By David K. Shipler
Since
President Vladimir Putin of Russia announced a heightened nuclear alert level
and threatened Western nations with “consequences greater than any you have
faced in history,” much of the world has worried that he might go nuclear in
his war against Ukraine. But even if he does not, there is another concern: an
unintentional, massive nuclear war triggered by a false alarm from Russian early-warning
systems, which some experts believe are vulnerable to errors.
The risk
of a catastrophic mistake has been a threat since the outset of the nuclear age,
and several near misses have been recorded. But miscalculation becomes more
likely in a period of Russian-American tension when leaders are immersed in
mutual suspicion. They would have only minutes to make fateful decisions. So each
side needs to “see” clearly whether the other has launched missiles before
retaliating with hundreds of nuclear warheads. Ambiguity in a moment of “crisis
perception,” the Rand Corporation has noted,
can spark an inadvertent “conflict when one nation misinterprets an event (such
as a training exercise, a weather phenomenon, or a malfunction) as an indicator
of a nuclear attack.”
Russia
and the United States are the most heavily armed of the nine nuclear powers,
which also include China, France, the United Kingdom, North Korea, Pakistan,
India, and Israel—with Iran poised to join the club. But only the U.S. has surveillance
coverage of the entire globe, provided by three active geosynchronous
satellites, with two in reserve, whose infrared receptors can spot plumes of
missiles launched anywhere from sea, air, or ground. That data is supplemented
by radar on the ground, giving the U.S. the capacity to double-check that a
launch has actually occurred.
Specialists
in the field call this verification by both satellite and radar “dual
phenomenology,” and the Russians don’t have it reliably. They lack adequate
space-based monitoring to supplement their radar.
What
they have is a “terrible and dangerous technology shortfall,” according to Theodore
Postol, a professor of science, technology, and national security policy at MIT
and a former scientific adviser to the Chief of Naval Operations.

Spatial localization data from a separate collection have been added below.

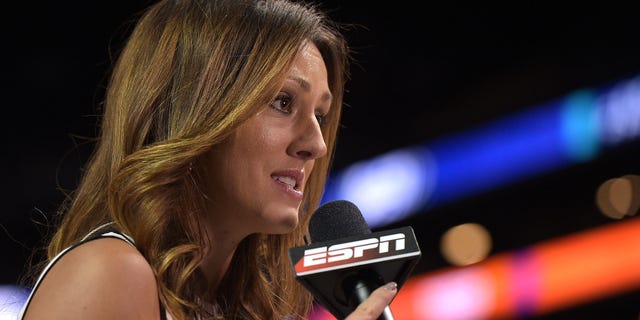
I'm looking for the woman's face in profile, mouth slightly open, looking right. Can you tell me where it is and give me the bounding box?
[208,44,331,236]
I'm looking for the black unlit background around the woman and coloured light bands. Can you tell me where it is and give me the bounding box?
[0,1,640,319]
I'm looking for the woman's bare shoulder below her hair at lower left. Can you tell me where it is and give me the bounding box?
[25,238,160,319]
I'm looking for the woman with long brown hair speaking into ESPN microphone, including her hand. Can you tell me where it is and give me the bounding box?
[22,0,397,319]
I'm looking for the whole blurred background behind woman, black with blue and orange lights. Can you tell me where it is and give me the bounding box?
[0,0,640,319]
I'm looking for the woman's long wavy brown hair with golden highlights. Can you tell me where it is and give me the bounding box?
[42,0,350,320]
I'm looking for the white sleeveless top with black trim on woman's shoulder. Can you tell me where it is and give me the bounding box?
[18,222,171,320]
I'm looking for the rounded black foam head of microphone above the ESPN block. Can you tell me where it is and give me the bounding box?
[309,200,371,242]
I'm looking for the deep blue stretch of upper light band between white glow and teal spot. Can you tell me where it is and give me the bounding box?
[428,102,568,205]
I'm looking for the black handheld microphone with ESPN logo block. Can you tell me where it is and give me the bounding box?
[289,200,422,320]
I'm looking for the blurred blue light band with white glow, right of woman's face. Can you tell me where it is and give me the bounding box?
[323,76,640,228]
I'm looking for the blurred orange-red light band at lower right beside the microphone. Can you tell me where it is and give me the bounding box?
[310,218,640,320]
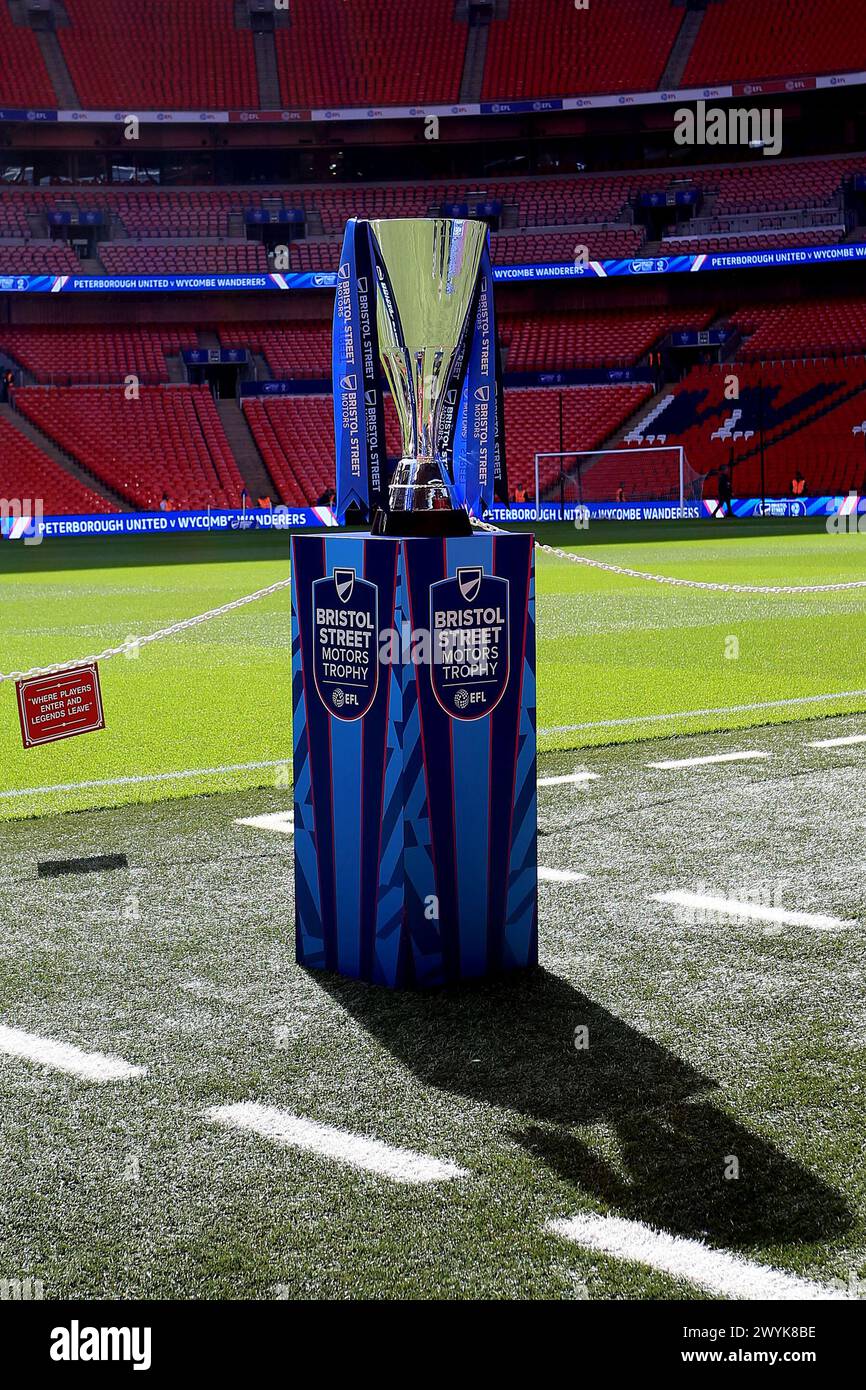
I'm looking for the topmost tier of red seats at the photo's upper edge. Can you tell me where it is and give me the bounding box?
[0,0,866,110]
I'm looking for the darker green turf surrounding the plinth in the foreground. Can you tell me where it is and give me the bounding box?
[0,716,866,1301]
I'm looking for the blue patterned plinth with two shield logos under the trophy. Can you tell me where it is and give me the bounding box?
[292,535,538,987]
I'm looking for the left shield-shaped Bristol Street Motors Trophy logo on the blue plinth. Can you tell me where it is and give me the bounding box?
[313,570,379,719]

He believes that Russian satellites are handicapped by their inability to look straight down and distinguish the infrared signature of a missile launch against the Earth’s terrain.
Courtesy of Theodore Postol“Imagine that you took a photograph of a complex and rocky area of ground,” he explained in an email. To pick out an ant, you’d need to find it in “some very small pixel in a vast array of pixels.” In the infrared part of the spectrum, you need multiple high-quality sensors, each with a small enough field of view to discriminate between the background and a rocket plume, and to avoid a false detection from reflected sunlight or extraneous interference.